Characterization of metabolic gene expression in the RAW 264.7 cell line poster

Research Authorship:

Lauren Macaisa and Judith D. Ochrietor

Faculty Mentor:

Dr. Judith D. Ochrietor | College of Arts and Sciences | Department of Biology


The current study is being conducted to examine transporter proteins on the surface of white blood cells (murine monocyte cell line RAW 246.7), specifically the transporter GLUT1 (an amino acid transporter) in the presence of lipopolysaccharide (LPS). The purpose of this is to analyze metabolism in monocytes because surprisingly little is known about this subject. Cellular metabolism is important because it consists of all the biochemical reactions occurring within cells and thus drives cellular processes and activity. We hypothesize that expression of the GLUT1 transporter will increase in the presence of LPS.

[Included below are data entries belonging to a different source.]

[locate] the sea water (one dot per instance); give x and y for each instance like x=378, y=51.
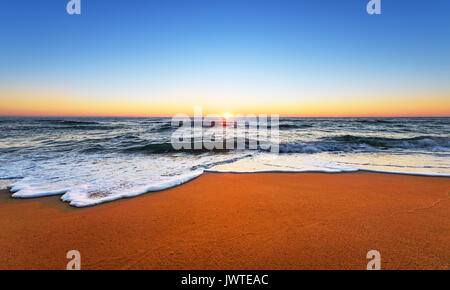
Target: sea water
x=93, y=160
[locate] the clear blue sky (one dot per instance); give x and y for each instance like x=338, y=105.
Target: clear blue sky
x=153, y=49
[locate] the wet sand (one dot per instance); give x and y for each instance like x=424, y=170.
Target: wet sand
x=240, y=221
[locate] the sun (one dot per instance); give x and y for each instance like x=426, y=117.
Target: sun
x=227, y=116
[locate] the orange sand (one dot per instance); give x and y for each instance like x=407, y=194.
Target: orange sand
x=241, y=221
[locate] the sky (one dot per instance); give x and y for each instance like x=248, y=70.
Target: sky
x=161, y=57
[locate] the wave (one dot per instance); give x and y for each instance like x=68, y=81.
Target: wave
x=67, y=122
x=349, y=143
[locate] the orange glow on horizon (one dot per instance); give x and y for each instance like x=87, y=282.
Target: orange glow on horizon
x=44, y=104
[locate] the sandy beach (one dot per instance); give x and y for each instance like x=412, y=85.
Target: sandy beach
x=240, y=221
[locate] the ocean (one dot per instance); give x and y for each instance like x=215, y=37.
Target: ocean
x=94, y=160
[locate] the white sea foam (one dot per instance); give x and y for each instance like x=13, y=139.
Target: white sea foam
x=89, y=162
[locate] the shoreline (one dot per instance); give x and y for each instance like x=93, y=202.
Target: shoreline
x=240, y=221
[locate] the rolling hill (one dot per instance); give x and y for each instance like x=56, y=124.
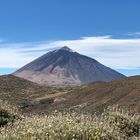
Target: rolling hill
x=64, y=68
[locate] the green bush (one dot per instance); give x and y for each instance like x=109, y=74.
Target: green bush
x=6, y=117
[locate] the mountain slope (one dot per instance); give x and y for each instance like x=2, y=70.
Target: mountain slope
x=64, y=67
x=32, y=98
x=21, y=92
x=96, y=97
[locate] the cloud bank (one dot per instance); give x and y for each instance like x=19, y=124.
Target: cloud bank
x=115, y=53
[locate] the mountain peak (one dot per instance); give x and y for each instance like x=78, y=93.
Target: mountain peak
x=66, y=48
x=63, y=68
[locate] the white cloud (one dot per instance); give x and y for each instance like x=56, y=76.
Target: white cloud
x=115, y=53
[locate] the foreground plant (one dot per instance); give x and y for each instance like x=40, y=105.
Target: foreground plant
x=113, y=124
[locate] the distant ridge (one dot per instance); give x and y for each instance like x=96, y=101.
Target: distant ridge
x=65, y=67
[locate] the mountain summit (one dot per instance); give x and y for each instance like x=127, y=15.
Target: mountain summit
x=64, y=67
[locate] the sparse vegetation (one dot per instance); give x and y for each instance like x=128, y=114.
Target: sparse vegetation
x=113, y=124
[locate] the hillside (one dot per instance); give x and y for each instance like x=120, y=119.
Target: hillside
x=64, y=68
x=31, y=97
x=21, y=92
x=95, y=97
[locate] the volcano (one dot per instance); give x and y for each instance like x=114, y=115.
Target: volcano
x=64, y=67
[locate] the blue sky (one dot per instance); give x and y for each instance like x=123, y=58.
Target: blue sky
x=107, y=30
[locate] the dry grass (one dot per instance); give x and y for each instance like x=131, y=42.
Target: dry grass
x=113, y=124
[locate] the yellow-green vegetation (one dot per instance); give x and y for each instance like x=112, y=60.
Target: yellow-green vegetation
x=113, y=124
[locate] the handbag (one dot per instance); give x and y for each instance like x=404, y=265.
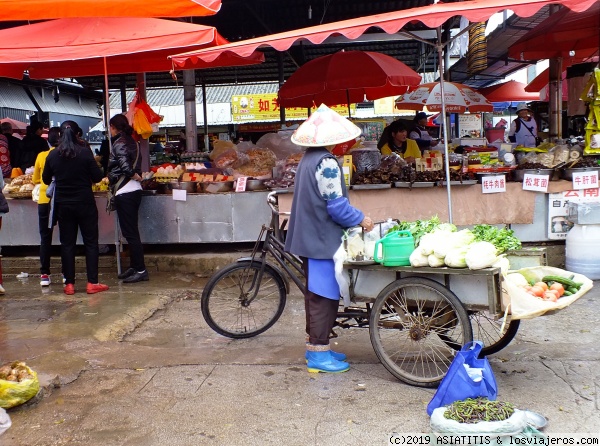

To test this hypothesis, we plated two cell treatments – one control group with PBS and one test group treated with LPS. We analyzed MCT1 activity and GLUT1 activity within the cells by using a laser confluency microscope and fluorescent antibody tags DAPI and Alexa488. Interestingly, MCT1 activity was significantly higher than GLUT1 activity. Furthermore, in the control condition with PBS, activity of MCT1 was higher than activity of GLUT1. In the experimental condition with LPS, relative activity of the transporters was opposite, showing that MCT1 activity was higher and GLUT1 activity was lower. This supports our hypothesis that GLUT1 transporter activity will increase in the presence of LPS compared to the control PBS.